3) Ci siamo scoperti con dei Ruoli diversi e nuovi? Da tempo si sa che avere molti ruoli genera benessere nelle persone, ma come fare quando questi cambiano improvvisamente, magari anche confondendosi, come è successo a molti genitori che sono diventati anche docenti, a docenti che si sono improvvisati conferenzieri digitali, a manager che si sono confrontati con dimensioni personali delle proprie persone che prima ignoravano? Il suggerimento è quello di dedicare del tempo a identificare i nostri nuovi ruoli – e le responsabilità ad essi connesse – e rendere esplicite le aspettative proprie e degli altri.

4) Sapremmo dire quante delle nostre Relazioni sono “cambiate”? Molto di ciò che è stato mosso dal colpo di vento della transizione era visibile, mentre è più difficile identificare che cosa sia cambiato tra noi e gli altri. Ma la sensazione che alcune relazioni si siano “spostate” c’è, ed è importante non ignorarla ma lavorarci: sia per rinsaldare le relazioni importanti, aggiornandole rispetto ai nuovi stati d’animo, che per aprire canali in direzioni diverse, per stabilire nuovi network.

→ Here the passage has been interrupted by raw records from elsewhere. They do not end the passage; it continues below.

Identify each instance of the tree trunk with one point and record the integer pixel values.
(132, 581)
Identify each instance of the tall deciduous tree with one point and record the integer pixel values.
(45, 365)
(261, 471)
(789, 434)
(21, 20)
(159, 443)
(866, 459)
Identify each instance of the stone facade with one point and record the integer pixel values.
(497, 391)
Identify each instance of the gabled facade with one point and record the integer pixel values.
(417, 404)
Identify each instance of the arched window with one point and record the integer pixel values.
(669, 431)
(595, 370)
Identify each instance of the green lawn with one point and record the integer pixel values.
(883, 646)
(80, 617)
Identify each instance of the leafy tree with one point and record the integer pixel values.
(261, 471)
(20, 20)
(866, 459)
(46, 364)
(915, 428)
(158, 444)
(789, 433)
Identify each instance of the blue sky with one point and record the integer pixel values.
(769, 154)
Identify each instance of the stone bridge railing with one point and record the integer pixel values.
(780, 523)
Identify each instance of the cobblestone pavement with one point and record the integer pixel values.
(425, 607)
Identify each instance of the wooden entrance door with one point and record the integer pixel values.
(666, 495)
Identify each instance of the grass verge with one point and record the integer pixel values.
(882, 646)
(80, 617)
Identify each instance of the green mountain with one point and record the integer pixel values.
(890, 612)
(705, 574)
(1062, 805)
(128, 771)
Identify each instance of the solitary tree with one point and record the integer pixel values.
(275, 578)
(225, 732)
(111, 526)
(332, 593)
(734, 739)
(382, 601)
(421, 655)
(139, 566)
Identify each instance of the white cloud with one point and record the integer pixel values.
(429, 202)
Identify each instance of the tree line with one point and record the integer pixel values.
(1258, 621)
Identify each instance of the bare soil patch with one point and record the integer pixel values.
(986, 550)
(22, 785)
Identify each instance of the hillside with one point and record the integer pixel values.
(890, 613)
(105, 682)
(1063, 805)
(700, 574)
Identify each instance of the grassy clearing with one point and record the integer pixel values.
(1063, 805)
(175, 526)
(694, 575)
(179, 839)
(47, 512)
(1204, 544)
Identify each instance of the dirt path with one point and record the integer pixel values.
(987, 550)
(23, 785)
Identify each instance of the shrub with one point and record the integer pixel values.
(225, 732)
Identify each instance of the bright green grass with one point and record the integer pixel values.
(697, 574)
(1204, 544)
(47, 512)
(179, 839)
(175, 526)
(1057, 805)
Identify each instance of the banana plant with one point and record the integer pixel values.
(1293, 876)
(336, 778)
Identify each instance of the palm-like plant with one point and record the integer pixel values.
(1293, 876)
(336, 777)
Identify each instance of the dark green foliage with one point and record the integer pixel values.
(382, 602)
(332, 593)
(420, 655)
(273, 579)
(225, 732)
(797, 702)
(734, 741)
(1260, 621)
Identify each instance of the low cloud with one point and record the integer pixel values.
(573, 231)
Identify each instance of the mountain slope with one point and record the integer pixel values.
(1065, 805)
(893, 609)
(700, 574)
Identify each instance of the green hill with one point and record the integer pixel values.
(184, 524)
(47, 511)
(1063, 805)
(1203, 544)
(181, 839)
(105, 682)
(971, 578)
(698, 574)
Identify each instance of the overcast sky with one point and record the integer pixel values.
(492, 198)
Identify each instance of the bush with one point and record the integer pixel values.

5) Ci è capitato di Riflettere su quanto è successo? La capacità di riflettere è unica della nostra specie: noi possiamo “pensare i nostri pensieri”, ed è un processo fondamentale per elaborare a livello cognitivo quel che ci succede. E’ la riflessione a consentirci di dare nuove cornici – e quindi un senso – a fatti nuovi, permettendoci di ricollocarci nella nuove realtà, con nuove emozioni e sensazioni annesse. Per facilitare questo processo di auto consapevolezza, che è comunque un meccanismo mentalmente faticoso, possiamo per esempio tenere un diario o confrontarci con persone che stanno vivendo qualcosa di simile – e qui, per una volta, abbiamo solo l’imbarazzo della scelta.

Anche senza volersi appassionare alla tendenza tutta americana ad accomunare i concetti per allitterazione, il messaggio fondamentale è che quel che ci sta succedendo è complesso: se all’eccesso di semplificazione sapremo opporci con l’arma della conoscenza, potremo uscirne con maggiore chiarezza su chi siamo e su quel che vogliamo.